During the night of the Passover, Yahweh sends his Destroyer out over Egypt to kill all the firstborns. The Israelites themselves are protected by the apotropaic blood rite of the Passover (#109-110): the lamb’s blood smeared on the doorposts of all the Israelites’ houses ward off the evil of the Destroyer. Thus they are commanded not to leave their houses “until morning”—lest Yahweh’s Destroyer strike them down too!
Yet later in the narrative (Ex 12:31-34) they do indeed leave their houses. First, Pharaoh cries with terror during the evening and beckons Moses and Aaron to come. And then we are informed that all of the children of Israel immediately depart, supposedly during the evening! Or is it?
So a few things come to mind. First, the blood on the doorposts represent Jesus’s blood and the house represents the body of Christ. The Israelites in the house represents those in God’s kingdom so putting blood over the doorpost is covering ourselves with the blood of Christ so the enemy cannot destroy us. Therefore, Christ was died around 3pm and darkness was over all the land ( representing the night of the Passover in exodus ) since Jesus is the Passover, when he was found resurrected the next morning, that coincides with the death angel being conquered in the exodus Passover. The time between is unaccounted for so once the blood was placed on the doorposts, it didn’t matter when the people covered with the blood left their homes.

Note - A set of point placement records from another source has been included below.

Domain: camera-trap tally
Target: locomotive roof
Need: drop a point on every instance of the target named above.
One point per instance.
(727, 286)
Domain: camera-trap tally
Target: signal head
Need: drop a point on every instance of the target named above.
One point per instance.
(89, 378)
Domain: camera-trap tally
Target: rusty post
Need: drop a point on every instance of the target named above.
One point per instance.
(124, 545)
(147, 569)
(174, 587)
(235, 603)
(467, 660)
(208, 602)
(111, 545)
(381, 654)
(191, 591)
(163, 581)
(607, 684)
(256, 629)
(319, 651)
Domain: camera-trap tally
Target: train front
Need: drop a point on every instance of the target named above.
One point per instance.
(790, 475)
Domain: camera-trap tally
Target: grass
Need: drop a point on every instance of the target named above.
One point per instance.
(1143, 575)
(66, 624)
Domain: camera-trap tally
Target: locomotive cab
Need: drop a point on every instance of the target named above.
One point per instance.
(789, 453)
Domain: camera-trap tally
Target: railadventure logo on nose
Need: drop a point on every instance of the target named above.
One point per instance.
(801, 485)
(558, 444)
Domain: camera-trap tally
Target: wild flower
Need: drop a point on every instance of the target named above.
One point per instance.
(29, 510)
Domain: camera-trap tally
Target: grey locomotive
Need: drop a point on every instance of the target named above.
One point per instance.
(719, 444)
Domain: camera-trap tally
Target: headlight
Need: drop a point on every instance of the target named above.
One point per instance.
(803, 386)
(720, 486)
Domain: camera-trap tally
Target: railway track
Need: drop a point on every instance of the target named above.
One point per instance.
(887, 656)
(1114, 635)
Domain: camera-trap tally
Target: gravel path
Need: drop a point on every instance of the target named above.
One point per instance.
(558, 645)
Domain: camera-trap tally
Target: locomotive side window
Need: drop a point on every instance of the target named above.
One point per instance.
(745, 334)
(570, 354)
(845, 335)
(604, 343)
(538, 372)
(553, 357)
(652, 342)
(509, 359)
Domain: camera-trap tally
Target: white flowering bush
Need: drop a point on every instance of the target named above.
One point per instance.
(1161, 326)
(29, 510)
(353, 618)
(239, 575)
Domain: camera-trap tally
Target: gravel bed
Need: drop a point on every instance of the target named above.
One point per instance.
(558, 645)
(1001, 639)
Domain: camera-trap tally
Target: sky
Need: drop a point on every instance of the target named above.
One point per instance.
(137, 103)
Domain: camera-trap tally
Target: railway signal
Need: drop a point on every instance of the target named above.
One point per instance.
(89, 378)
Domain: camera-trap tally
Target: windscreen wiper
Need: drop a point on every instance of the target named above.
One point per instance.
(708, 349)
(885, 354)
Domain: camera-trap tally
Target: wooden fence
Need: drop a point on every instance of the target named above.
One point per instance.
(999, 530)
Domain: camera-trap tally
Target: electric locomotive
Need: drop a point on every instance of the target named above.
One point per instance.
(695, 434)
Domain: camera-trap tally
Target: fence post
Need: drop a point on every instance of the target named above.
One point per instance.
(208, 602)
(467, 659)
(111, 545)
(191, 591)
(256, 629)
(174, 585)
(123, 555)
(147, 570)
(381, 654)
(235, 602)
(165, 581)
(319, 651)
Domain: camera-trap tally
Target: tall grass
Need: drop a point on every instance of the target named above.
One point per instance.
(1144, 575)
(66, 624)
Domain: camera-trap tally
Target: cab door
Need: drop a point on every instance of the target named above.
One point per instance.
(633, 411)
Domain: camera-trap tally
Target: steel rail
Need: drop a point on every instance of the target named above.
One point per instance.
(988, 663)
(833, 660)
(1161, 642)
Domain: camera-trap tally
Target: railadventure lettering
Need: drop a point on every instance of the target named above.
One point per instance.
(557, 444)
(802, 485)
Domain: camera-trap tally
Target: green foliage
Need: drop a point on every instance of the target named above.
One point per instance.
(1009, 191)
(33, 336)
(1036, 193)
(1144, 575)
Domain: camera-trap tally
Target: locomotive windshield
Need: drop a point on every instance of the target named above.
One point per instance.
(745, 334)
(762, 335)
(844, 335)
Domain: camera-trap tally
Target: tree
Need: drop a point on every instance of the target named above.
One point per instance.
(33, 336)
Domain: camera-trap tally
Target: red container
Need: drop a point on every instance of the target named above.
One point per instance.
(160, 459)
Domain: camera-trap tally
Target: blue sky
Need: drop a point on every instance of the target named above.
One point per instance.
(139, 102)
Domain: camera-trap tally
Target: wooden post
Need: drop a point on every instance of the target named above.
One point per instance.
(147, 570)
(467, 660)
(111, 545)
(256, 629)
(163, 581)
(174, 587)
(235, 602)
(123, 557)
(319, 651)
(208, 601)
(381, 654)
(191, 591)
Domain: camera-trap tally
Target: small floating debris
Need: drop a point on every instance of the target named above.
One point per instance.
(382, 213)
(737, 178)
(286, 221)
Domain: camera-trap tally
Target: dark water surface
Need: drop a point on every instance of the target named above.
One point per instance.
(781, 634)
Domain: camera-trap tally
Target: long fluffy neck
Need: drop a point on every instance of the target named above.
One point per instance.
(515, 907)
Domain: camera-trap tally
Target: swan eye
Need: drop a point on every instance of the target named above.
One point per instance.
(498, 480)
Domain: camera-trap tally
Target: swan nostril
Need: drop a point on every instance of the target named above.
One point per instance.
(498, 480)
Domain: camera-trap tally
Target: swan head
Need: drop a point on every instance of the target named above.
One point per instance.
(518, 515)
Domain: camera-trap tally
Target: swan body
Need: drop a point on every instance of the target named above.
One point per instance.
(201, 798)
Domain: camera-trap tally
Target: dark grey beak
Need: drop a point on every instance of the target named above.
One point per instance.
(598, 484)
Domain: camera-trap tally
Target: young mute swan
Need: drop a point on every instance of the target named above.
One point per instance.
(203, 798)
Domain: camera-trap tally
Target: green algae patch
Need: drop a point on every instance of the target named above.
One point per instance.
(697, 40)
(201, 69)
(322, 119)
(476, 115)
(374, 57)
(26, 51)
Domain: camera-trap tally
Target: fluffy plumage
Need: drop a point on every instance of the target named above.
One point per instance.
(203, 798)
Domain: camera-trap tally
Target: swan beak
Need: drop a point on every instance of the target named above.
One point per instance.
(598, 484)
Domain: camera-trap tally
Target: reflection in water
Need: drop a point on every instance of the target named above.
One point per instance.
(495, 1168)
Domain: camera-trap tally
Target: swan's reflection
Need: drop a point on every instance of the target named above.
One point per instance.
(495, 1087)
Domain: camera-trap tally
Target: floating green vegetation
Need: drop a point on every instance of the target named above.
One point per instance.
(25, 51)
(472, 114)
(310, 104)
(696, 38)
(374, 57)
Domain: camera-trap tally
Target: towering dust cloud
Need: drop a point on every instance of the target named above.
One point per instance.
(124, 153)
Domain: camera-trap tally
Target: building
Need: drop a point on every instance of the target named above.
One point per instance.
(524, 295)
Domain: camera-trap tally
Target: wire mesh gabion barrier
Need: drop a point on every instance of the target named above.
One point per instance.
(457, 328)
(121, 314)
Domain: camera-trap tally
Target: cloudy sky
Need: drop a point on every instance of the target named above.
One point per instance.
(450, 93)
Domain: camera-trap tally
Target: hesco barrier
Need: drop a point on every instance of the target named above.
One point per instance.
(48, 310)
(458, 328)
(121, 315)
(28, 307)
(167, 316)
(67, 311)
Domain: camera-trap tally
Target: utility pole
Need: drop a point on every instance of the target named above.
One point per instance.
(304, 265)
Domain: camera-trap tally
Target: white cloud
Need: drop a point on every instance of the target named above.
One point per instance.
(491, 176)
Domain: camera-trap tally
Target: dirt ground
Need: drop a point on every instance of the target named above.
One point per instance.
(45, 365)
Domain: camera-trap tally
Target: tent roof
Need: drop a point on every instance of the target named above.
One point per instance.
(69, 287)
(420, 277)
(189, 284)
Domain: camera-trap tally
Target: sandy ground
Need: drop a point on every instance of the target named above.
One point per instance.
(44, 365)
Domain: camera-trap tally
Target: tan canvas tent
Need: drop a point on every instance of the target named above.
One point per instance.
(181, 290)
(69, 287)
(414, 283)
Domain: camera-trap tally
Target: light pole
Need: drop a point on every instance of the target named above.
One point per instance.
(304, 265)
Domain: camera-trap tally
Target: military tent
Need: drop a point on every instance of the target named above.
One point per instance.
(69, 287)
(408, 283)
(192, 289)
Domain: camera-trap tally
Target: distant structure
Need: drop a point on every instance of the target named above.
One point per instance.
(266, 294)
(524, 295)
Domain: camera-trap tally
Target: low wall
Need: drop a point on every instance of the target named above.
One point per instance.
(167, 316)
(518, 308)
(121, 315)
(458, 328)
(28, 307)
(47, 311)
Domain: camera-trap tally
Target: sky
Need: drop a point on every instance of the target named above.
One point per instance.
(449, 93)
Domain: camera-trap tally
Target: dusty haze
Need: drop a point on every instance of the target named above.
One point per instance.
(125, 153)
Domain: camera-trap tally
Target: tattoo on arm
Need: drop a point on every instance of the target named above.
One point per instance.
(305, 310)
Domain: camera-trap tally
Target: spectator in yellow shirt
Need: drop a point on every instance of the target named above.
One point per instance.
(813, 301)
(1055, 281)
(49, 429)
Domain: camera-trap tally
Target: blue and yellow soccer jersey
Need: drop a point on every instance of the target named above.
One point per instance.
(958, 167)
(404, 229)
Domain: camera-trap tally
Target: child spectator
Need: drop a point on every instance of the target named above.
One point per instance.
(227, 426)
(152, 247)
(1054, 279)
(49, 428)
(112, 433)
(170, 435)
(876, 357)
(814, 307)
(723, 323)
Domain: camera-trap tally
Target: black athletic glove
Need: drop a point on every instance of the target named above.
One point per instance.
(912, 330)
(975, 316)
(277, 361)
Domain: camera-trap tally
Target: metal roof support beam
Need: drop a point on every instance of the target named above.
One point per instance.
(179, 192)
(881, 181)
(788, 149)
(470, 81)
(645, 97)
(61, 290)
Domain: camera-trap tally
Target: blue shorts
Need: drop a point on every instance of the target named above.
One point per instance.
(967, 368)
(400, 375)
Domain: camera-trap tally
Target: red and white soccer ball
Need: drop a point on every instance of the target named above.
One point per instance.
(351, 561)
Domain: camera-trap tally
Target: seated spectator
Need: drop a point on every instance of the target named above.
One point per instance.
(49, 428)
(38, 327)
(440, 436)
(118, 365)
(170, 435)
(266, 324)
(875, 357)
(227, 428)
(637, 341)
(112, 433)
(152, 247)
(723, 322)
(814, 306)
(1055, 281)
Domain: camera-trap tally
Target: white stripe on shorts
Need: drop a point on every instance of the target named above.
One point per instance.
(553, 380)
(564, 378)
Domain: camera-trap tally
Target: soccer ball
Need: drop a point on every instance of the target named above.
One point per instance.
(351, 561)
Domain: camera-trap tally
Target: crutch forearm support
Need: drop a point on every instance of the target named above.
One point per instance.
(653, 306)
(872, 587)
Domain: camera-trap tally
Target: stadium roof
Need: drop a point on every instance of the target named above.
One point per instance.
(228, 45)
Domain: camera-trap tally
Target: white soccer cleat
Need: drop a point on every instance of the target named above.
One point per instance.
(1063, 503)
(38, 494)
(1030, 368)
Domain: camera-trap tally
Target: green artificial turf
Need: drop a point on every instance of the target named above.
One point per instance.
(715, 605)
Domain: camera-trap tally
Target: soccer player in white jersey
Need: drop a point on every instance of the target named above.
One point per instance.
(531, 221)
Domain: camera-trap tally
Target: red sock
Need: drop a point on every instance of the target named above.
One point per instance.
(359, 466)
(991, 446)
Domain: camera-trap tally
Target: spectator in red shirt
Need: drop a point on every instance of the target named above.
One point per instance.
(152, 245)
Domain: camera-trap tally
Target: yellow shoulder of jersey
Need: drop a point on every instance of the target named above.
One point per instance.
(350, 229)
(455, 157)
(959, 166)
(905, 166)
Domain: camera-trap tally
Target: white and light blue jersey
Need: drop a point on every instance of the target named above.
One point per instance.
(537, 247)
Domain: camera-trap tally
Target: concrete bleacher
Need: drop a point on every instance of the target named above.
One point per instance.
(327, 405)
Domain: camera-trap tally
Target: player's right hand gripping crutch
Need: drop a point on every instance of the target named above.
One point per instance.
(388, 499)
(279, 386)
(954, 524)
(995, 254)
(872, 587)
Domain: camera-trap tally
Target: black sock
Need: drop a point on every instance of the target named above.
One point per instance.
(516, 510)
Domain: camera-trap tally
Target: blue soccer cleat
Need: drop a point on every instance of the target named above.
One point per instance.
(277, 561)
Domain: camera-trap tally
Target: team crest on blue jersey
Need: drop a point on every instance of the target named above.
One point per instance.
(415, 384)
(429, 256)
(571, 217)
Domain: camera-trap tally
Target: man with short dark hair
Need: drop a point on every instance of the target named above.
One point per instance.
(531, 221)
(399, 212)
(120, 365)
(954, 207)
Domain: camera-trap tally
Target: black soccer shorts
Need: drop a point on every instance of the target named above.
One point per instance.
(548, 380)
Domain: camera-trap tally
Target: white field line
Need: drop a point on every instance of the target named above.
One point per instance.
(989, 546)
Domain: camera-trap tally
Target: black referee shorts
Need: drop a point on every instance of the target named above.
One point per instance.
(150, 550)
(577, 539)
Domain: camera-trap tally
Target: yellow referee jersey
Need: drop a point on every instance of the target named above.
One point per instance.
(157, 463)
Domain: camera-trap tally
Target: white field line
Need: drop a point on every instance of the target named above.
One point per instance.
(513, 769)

The other interesting point is that a day in the Jewish calender begins at sunrise and ends at sunset, not midnight to 11:59 pm like our day does, this is why Jesus could eat the Passover meal with the disciples, yet still be crucified on the same day, because in Jewish law, you could not murder someone during Passover but since He was tried at 9a, The meal was already finished the night prior and He died the same (Jewish ) day right before the day changed. It had to match the exodus Passover event in exodus 12 :)
God Bless
You are joking right? It’s been a while since I’ve seen such a gross, careless, and negligent display of ignorance toward these ancient texts. Really? None of what you have written is in the text, and this line of fanciful and abusive “interpretation” merely accomplishes one thing: it reveals your main concern is with your beliefs—i.e., it’s all about you and your beliefs—and conversely reveals your ignorance and/or lack of interest in what the text itself actually says on its own terms and in its own historical context, and conversely what it does not say. I apologize for my bluntness, but it’s hard to tolerate such disingenuous toward these ancient texts. With absolutely no knowledge about, nor concern for, the actual authors of these texts, what they intended, the whys behind the composition of their texts, to whom they were writing, prompted by what historical crisis, etc. you blatantly and carelessly impose your own beliefs and views onto these ancient documents. The text could almost say anything and you would merely transform it into confirming and stating your own personal beliefs—again, at the expense of (knowing) the text and its authors!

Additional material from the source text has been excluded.